Но тут меня погнали спать.

Я хотел Яшку привязать к своей кровати, но мне не позволили. Я всё прислушивался, что Яшка делает, и думал, что непременно ему надо устроить кроватку, чтоб он спал, как люди, и укрывался одеяльцем. Голову бы клал на подушечку. Думал, думал и заснул.
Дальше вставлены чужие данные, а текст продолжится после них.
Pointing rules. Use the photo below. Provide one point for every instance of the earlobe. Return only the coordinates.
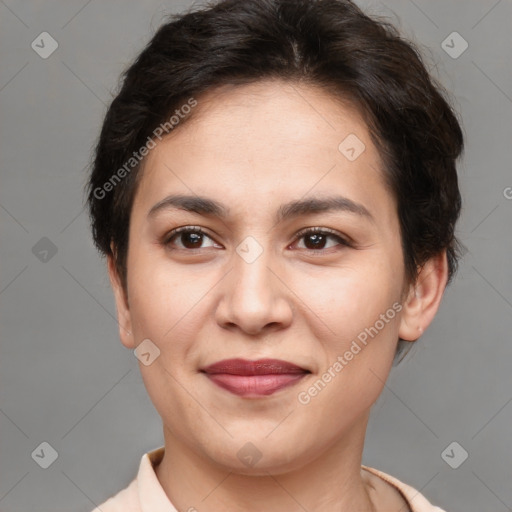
(123, 311)
(424, 298)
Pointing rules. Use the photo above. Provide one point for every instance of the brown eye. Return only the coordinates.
(318, 239)
(188, 238)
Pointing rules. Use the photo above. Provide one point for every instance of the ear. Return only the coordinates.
(424, 297)
(123, 311)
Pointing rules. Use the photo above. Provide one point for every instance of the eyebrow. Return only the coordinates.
(206, 206)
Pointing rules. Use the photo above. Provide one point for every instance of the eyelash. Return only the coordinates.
(301, 234)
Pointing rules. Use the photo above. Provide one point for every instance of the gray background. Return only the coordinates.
(67, 380)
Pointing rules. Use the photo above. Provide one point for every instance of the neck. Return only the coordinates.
(329, 482)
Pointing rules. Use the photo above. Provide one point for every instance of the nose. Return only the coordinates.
(255, 299)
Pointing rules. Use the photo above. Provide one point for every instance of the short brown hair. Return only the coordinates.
(327, 43)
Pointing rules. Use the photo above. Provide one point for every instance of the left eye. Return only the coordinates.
(317, 239)
(190, 238)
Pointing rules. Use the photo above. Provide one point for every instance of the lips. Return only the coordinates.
(254, 378)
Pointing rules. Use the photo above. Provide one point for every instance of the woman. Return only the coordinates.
(275, 191)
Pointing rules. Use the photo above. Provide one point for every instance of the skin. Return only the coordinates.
(254, 148)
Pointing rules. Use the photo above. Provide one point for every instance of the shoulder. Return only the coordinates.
(126, 500)
(414, 499)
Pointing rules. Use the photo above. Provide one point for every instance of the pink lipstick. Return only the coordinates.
(254, 378)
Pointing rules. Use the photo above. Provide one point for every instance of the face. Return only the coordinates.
(294, 256)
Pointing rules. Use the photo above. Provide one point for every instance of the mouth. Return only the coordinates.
(254, 378)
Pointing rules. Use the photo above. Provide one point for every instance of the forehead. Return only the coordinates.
(263, 141)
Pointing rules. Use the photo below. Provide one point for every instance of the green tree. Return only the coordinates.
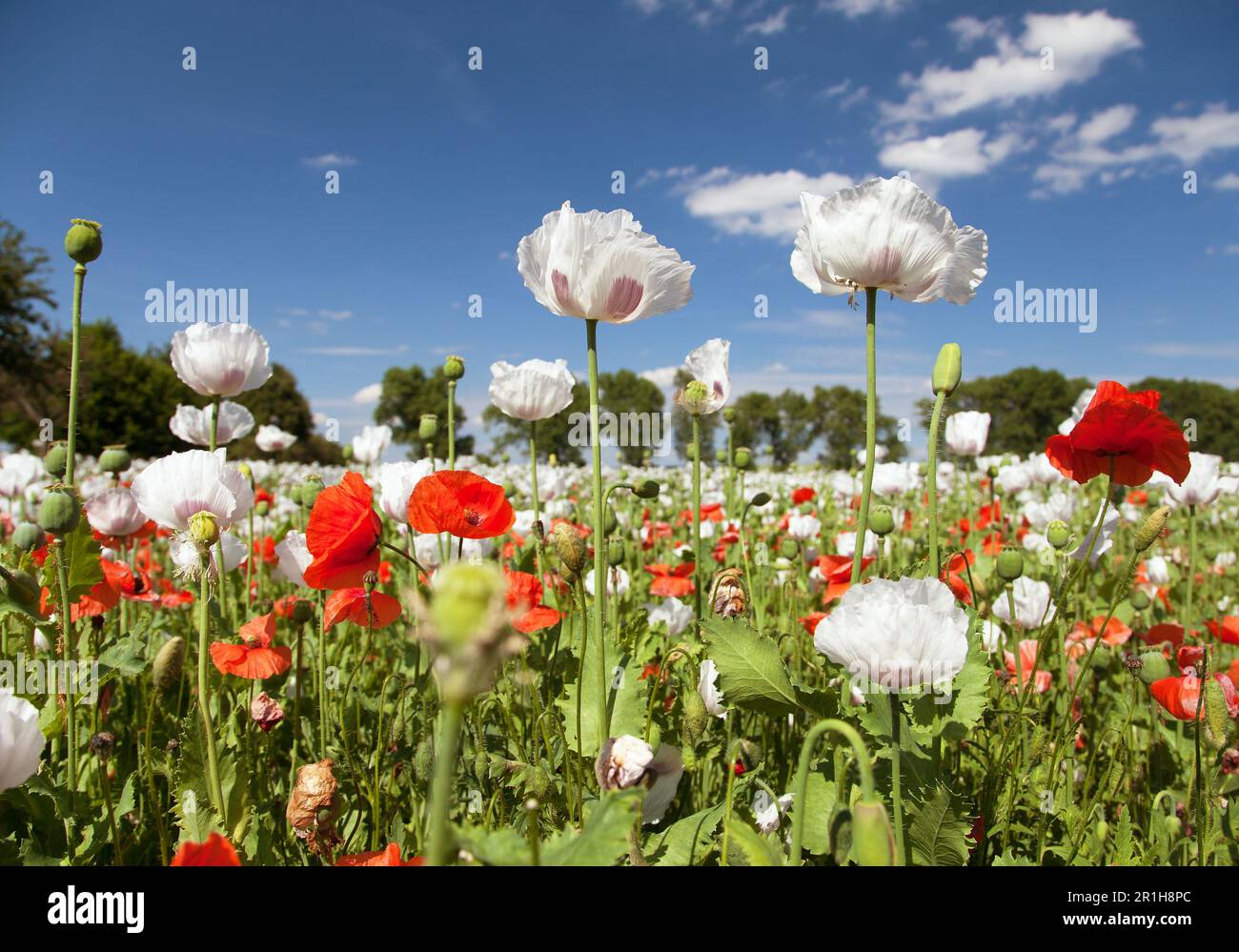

Утром вскочил — и, не одеваясь, к Яшке. Нет Яшки на верёвке. Верёвка есть, на верёвке жилет привязан, а обезьянки нет. Смотрю, все три пуговицы сзади расстёгнуты. Это он расстегнул жилет, оставил его на верёвке, а сам драла. Я искать по комнате. Шлёпаю босыми ногами. Нигде нет. Я перепугался. А ну как убежал? Дня не пробыл, и вот на тебе! Я на шкафы заглядывал, в печку — нигде. Убежал, значит, на улицу. А на улице мороз — замёрзнет, бедный! И самому стало холодно. Побежал одеваться. Вдруг вижу, в моей же кровати что-то возится. Одеяло шевелится. Я даже вздрогнул. Вот он где! Это ему холодно на полу стало, он удрал и ко мне на кровать. Забился под одеяло. А я спал и не знал. Яшка спросонья не дичился, дался в руки, и я напялил на него снова синий жилет.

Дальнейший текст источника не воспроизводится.